Bermuda: Supreme Court Of Bermuda Clarifies Basis For Appointment Of Provisional Liquidators İn Furtherance Of A Restructuring

Last Updated: 30 September 2016
Article by Kevin Taylor and Nicole Tovey

 It is established practice in Bermuda that in the face of corporate insolvency where there are prospects for a successful restructuring, the Bermuda Supreme Court will appoint 'soft-touch' provisional liquidators ("PLs") (typically on the presentation of the company's own petition, but usually unopposed on a creditor petition), with limited powers to supervise the restructuring process and without displacing management.

However in the matter of Up Energy Development Group Limited Supreme Court (Comm) Bda 2016: No. 183; a company incorporated in Bermuda and listed on the Hong Kong Stock Exchange with underlying coal mining assets in the PRC and Canada, the appointment of 'soft touch' PLs on a creditor's petition was opposed by the company with the support of a majority of its unsecured creditors.

The unprecedented question for Chief Justice Kawaley of the Bermuda Supreme Court ("Court") was in the circumstances; subject to what conditions the discretion to appoint PLs should be exercised, where it was common ground that the petition ought to be adjourned to explore a restructuring.
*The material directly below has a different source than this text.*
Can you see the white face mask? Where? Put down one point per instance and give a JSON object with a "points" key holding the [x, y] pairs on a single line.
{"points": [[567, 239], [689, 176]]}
Further the Court grappled with whether it ought to place the same weight on the views of unsecured creditors when deciding whether to appoint PLs, as it would when deciding to adjourn a petition for restructuring purposes rather than immediately winding up; it being well settled that the views of the majority of unsecured creditors on the latter will often hold sway.

Until now, there has been no clear local guidance on these discreet points.

Following Up Energy Development Group Limited (the "Company") defaulting on convertible notes in January 2016, a petition to wind up the Company was filed in Hong Kong on 29 March 2016. Subsequently, Credit Suisse, the holder of HK$150 million of the convertible notes, served a statutory demand on the Company for payment of the debt at its Bermuda registered office. The Company failed to satisfy the demand and a winding up petition was filed on 6 May 2016. A summons for the appointment of PLs was issued by the petitioner on 30 June 2016. On 4 July 2016 at the adjourned first hearing of the petition and summons, the Company opposed the appointment of PLs principally on grounds that it had engaged RSM Corporate Advisory (Hong Kong) Limited as independent restructuring advisors to assist with an unsupervised restructuring, and deference should be given to the views of the majority of unsecured creditors. The petition and summons were adjourned to 9 September 2016.

On the adjourned hearing, the Court was guided by in Re Titan Petrochemicals Ltd [2013] Bda LR 761 in which the company, admittedly insolvent but proposing a restructuring, opposed a PL appointment and was able to fend off a winding up petition for a year while pursuing an unsupervised restructuring, before PLs were finally appointed. Ultimately after three years, a successful scheme was approved under the supervision of PLs, but the case demonstrated the perils of allowing an insolvent restructuring to limp along independently, and the likelihood that the appointment of PLs will encourage a more efficient and successful process.

The Court in Up Energy recognised that despite Titan, it is established practice in Bermuda not to permit a company to develop a restructuring scheme without PL supervision where a winding up petition has been presented. The historic application of PL appointments in circumstances where there is an urgent need to preserve assets pending winding up proceedings, has matured with substantial flexibility to enable a form of administration-like procedure, not otherwise available under Bermuda law, with a view to resolving financial difficulty.

This established Bermuda practice, coupled with a consideration of all the relevant circumstances of the case, (not merely danger to assets or misconduct of company management) comprise the test ultimately applied by the Bermuda Court in determining that PLs ought to be appointed to the Company. Relevant facts taken into account were the existence of conflicting creditor groups, questions over the source and amount of funding required for the restructuring, the recent resignation of attesting directors, and lack of unanimity of unsecured creditors.

The Court further noted the practical functions a PL appointment can serve such as effecting a stay of proceedings against the company, the utility of officers answerable to the Court rather than to the company, PL approval and sanction of expenses, and relieving at least some of the burden on the Court of resolving disputes between various stakeholders in an unsupervised restructuring.

The Chief Justice set the bar for future cases by stating this: "...there is a strong starting assumption in favour of the appointment of PLs, and the burden of displacing that assumption will be a heavy one. The Court has no obligation to blindly follow the wishes of the majority of the creditors."

The ruling did leave the door open for insolvent restructurings which may not warrant PLs in the future, for example where the scheme is substantially advanced and already approved, but Up Energy was not that occasion.

The content of this article is intended to provide a general guide to the subject matter. Specialist advice should be sought about your specific circumstances.